Ketika para dokter menghadapi risiko tuntutan pidana di negara-negara yang melarang aborsi, pimpinan rumah sakit dan pengacara membiarkan mereka mengurus diri mereka sendiri dengan sedikit bimbingan dan, kadang-kadang, tetap “secara mencolok dan sengaja diam,” menurut a Laporan setebal 29 halaman dirilis Kamis oleh Ketua Komite Keuangan Senat Ron Wyden. Arahan yang buruk menyebabkan tertundanya perawatan darurat bagi pasien yang menghadapi komplikasi kehamilan, demikian kesimpulan laporan tersebut.

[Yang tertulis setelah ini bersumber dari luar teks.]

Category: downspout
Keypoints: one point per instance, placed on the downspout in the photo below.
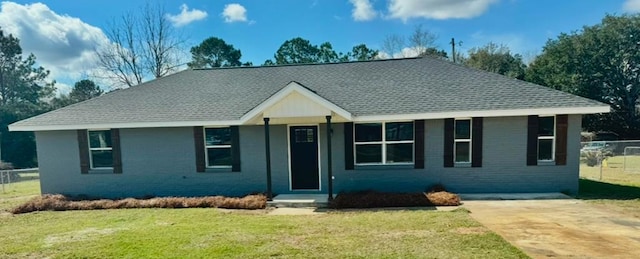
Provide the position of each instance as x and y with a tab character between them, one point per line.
329	162
268	154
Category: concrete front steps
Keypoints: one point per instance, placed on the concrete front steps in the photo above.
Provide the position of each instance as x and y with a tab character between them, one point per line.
299	201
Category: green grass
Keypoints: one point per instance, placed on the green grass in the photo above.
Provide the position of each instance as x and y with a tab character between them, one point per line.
17	193
199	233
214	233
615	189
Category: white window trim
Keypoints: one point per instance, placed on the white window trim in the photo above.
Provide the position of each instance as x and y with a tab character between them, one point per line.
552	138
98	149
207	147
384	144
463	140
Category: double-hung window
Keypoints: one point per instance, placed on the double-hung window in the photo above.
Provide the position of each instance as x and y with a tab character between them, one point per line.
546	138
100	149
462	141
384	143
218	147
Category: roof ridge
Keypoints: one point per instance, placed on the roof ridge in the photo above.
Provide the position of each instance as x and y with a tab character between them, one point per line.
310	64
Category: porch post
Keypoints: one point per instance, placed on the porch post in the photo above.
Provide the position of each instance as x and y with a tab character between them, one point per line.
268	154
330	169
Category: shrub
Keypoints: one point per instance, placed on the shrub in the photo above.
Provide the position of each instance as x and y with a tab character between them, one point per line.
57	202
592	158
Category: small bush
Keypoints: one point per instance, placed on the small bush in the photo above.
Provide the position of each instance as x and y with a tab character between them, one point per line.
374	199
57	202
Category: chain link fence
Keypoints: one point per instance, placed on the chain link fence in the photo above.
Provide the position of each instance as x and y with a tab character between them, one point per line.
610	161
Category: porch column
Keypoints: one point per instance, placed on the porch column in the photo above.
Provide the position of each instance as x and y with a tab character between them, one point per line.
330	169
268	154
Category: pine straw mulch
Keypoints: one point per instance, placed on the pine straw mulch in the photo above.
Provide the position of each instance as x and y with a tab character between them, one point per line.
374	199
57	202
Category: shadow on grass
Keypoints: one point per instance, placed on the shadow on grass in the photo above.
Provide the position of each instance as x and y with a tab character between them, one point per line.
593	190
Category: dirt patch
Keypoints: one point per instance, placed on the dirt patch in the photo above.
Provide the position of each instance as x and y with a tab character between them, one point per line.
471	230
560	228
77	236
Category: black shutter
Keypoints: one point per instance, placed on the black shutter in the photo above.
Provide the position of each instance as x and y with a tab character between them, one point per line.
448	142
235	149
561	139
476	142
348	146
532	140
418	144
198	139
116	151
83	147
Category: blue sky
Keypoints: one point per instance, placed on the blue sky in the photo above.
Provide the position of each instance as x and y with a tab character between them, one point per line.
63	34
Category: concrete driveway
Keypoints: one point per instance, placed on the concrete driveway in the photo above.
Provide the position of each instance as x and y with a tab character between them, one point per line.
560	228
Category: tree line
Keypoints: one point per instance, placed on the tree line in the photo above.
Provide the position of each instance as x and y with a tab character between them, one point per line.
600	62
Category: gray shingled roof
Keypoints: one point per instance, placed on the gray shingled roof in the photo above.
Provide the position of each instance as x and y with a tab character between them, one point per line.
384	87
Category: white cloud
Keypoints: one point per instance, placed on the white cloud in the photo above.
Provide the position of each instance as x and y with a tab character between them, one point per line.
437	9
362	10
631	6
63	44
186	16
234	13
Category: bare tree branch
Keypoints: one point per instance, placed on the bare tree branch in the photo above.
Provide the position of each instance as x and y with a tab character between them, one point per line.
142	46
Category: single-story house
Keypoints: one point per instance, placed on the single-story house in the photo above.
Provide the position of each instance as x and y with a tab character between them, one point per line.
397	125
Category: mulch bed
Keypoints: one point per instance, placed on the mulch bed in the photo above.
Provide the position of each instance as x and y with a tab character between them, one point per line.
374	199
57	202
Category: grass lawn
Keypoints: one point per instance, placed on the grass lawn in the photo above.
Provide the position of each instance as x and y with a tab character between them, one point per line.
206	233
17	193
618	190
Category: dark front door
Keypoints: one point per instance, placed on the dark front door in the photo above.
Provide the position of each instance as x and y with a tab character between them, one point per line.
304	157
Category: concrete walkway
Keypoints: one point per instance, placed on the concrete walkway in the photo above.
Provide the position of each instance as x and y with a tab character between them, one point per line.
560	228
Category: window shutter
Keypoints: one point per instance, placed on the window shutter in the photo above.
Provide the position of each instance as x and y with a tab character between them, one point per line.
561	139
448	142
476	142
83	147
348	146
532	140
198	138
116	151
235	149
418	144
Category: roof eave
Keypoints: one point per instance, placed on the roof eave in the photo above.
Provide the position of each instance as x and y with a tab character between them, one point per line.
366	118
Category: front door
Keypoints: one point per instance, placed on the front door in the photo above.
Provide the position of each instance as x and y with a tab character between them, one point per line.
303	141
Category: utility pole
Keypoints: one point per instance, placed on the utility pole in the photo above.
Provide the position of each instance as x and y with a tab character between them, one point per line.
453	49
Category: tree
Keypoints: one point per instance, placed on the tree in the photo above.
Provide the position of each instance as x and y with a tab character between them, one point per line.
297	51
497	59
214	52
301	51
601	62
142	46
420	43
82	90
22	91
362	53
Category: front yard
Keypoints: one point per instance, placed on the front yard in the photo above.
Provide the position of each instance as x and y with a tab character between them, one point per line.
205	233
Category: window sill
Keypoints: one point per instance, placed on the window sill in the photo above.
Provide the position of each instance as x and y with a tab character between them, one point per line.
101	171
218	170
462	165
546	162
384	166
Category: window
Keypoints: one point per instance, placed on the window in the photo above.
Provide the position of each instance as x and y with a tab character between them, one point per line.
384	143
546	138
462	141
218	147
100	149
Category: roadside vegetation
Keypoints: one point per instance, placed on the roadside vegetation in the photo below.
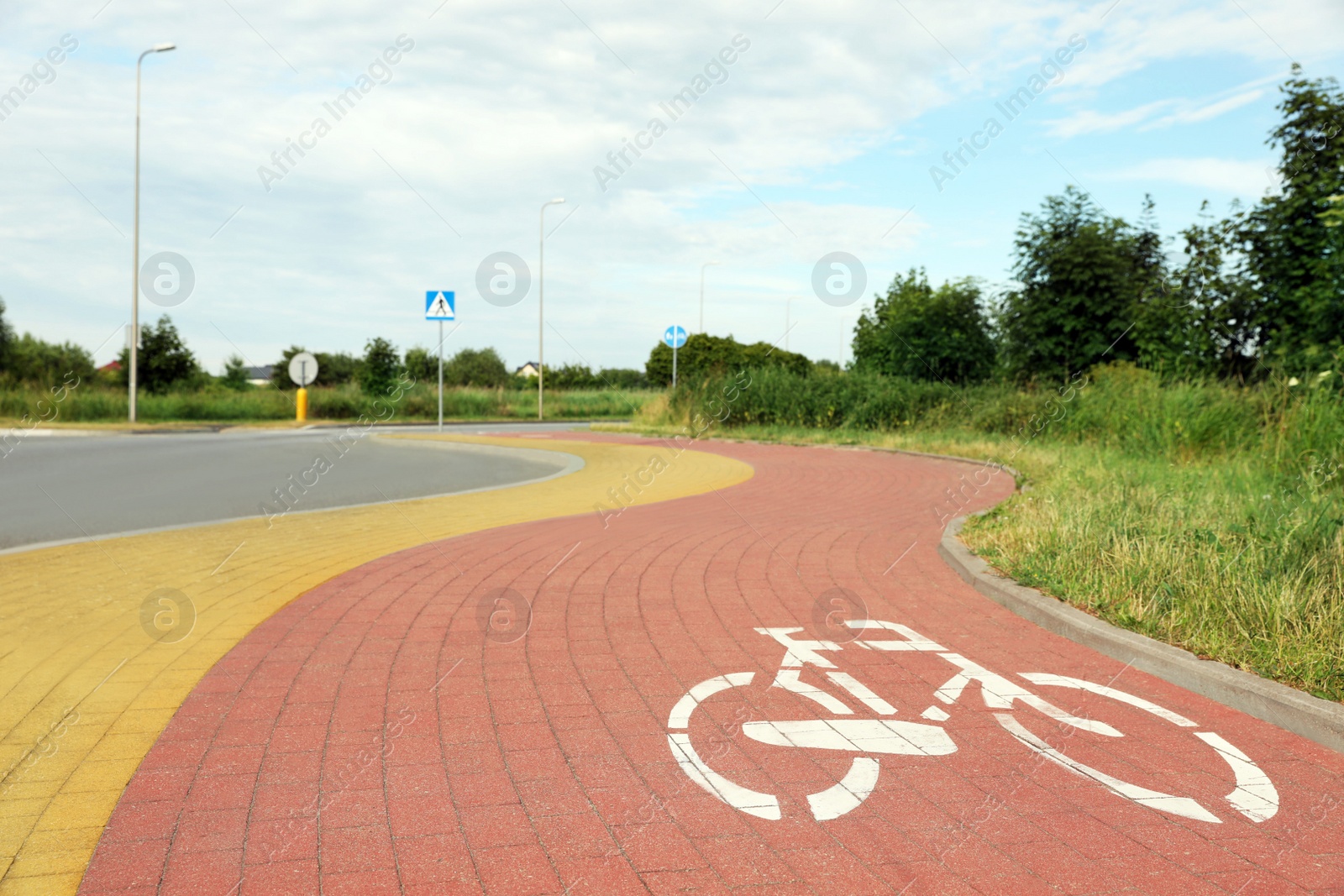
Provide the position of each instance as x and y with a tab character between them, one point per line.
1179	414
1178	406
45	383
1206	515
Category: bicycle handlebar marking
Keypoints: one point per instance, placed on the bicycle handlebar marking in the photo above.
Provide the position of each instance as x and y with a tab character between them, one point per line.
1253	797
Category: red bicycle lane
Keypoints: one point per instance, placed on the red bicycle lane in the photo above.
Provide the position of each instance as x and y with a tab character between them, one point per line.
779	687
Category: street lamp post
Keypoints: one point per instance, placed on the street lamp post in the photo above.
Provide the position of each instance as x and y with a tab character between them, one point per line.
134	251
702	291
541	304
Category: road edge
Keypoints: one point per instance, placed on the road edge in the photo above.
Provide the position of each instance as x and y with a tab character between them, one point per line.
1289	708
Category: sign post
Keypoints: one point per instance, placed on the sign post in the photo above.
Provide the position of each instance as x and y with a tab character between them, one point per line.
302	369
440	307
674	336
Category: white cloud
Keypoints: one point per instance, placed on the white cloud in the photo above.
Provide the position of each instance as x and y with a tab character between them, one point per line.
1236	177
501	107
1162	113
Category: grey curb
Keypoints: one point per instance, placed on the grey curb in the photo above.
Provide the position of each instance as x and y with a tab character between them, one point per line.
1320	720
1289	708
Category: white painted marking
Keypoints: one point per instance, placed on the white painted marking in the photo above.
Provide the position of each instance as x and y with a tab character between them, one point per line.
1065	681
680	716
738	797
1000	694
848	793
788	679
855	735
1183	806
914	641
801	652
862	692
1254	795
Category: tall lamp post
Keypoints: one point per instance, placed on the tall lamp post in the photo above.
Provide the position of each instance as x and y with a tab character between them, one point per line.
541	304
702	291
134	275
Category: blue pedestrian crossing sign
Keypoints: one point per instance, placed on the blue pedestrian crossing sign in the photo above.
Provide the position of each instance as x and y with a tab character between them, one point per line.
440	305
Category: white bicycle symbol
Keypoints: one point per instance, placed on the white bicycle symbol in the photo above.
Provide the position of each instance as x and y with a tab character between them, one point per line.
1254	794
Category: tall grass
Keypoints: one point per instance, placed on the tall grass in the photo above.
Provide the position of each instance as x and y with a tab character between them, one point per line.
1206	515
98	403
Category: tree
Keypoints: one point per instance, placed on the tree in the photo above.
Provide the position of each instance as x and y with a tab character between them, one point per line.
1205	318
163	359
571	376
922	333
1292	254
34	360
705	355
622	378
476	367
421	364
6	340
382	364
235	374
1085	277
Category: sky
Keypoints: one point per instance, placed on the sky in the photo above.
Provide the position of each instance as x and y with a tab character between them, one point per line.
816	128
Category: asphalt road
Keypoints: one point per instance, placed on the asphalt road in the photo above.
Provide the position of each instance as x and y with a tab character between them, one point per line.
60	488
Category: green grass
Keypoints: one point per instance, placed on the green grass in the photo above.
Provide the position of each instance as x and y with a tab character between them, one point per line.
96	403
1205	516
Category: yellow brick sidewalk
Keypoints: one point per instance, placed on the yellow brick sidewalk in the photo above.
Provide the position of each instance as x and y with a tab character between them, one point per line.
85	691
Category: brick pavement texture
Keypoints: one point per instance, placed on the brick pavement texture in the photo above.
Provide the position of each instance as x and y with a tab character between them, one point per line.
491	715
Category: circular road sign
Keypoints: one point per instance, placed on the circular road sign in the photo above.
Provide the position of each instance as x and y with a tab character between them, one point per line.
302	369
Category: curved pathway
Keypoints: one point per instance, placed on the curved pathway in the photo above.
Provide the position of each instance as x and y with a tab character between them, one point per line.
104	640
698	696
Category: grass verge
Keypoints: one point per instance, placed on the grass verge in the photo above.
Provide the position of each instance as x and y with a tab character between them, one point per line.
1227	557
94	403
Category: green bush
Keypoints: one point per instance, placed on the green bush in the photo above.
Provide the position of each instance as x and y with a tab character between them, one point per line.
33	360
927	333
705	355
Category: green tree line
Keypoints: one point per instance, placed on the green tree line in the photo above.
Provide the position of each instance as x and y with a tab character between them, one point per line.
1260	291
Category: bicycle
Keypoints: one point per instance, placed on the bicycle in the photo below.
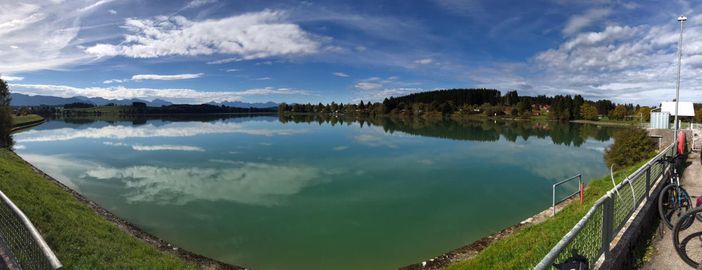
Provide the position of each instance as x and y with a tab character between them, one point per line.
687	237
673	199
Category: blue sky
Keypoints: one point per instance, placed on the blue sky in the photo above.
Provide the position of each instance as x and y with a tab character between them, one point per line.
321	51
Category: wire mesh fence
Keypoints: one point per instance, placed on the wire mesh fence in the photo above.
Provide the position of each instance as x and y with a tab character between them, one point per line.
21	246
592	235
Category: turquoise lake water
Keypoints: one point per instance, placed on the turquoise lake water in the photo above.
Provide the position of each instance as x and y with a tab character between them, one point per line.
271	193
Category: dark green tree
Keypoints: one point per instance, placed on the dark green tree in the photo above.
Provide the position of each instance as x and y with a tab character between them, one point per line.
630	146
5	116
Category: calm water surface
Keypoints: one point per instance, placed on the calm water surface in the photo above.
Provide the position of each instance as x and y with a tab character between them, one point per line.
270	193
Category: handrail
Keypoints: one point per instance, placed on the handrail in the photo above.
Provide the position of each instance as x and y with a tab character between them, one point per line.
553	198
608	229
47	252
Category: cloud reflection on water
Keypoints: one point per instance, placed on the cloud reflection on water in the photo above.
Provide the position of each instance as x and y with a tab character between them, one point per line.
244	182
149	130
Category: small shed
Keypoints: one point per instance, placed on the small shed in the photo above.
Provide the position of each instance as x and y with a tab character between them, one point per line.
684	108
662	119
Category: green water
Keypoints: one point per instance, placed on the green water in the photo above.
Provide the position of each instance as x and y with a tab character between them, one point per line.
304	193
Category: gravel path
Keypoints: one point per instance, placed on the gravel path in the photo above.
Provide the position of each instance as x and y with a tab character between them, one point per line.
664	256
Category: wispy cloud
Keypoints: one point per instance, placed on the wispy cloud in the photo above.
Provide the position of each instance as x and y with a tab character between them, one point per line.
248	36
140	77
114	81
581	21
176	95
424	61
9	78
340	74
367	86
199	3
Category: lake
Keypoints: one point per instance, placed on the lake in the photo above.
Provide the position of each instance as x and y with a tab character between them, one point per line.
308	193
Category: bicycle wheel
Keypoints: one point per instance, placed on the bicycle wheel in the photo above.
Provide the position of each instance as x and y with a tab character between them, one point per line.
672	202
687	238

Partai Demokrat Oregon meluncurkan penyelidikan pada bulan September sebagai tanggapan terhadap laporan ProPublica mengenai kematian ibu yang dapat dicegah di negara bagian yang melarang aborsi. Wyden dokumentasi yang diminta dari delapan rumah sakit untuk melihat apakah mereka mematuhi undang-undang federal yang mengharuskan mereka untuk menstabilkan atau memindahkan pasien darurat; komitenya mempunyai wewenang atas badan pengatur yang menegakkan hukum. Laporan ini juga mengacu pada diskusi meja bundar dengan dokter dari negara bagian yang menerapkan pembatasan aborsi.

Laporan staf komite yang dihasilkan memberikan lapisan wawasan baru mengenai lanskap rumah sakit yang kacau dan tidak berfungsi di negara-negara yang melarang aborsi, serta peluang baru bagi rumah sakit untuk mempertimbangkan reformasi dan memberikan panduan proaktif dan transparan kepada pasien dan dokter.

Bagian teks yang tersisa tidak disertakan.